Ook de draagkracht van het met water doordrenkte zand was een aparte ervaring. Hoewel Jan er de vaart goed inhield voelde je af en toe een wiel wegzakken wat meteen een spontane bocht betekende. Het was slalommen om de drogere plekken aan te houden. Daar moet je wel ervaring mee hebben anders zit je vast in een soort drijfzand. Daar kom je niet zonder hulp uit!
De keet is verplaatst. Hij staat niet meer bij paal 27 op de stuifdijk maar op de ‘Koppen van 28’, twee kilometer verderop. Het voordeel is dat je nu boven de toegang van de Koffiebonenplaat(KBP) staat en dus goed toezicht kunt houden. Een nadeel is dat je vanuit de keet geen zicht meer hebt op de kwelder en op al die vogels die daar rondvliegen. De keet blijkt bij aankomst enige honderden medebewoners te hebben: mieren! Dat kan nog leuk worden vannacht!

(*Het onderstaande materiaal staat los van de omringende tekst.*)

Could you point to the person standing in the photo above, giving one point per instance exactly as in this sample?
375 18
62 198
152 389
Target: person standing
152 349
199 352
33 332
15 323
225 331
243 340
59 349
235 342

De watertank blijkt aan het einde van de stuifdijk te staan. Gelukkig is er wel een karretje om de jerrycans met water te vervoeren. Al met al een heel gesjouw door het droge zand, vooral het laatste stuk tegen het duin op. Het kost je bijna 45 minuten heen en weer! Gelukkig heeft onze voorganger er keurig netjes voor gezorgd dat er drie gevulde jerrycans water in de keet staan.
geef een reactie
Nature reserve Boschplaat on Terschelling island | Dear Kitty. Some blog
[…] the far end of the trip, closest to Ameland: eider ducks and […]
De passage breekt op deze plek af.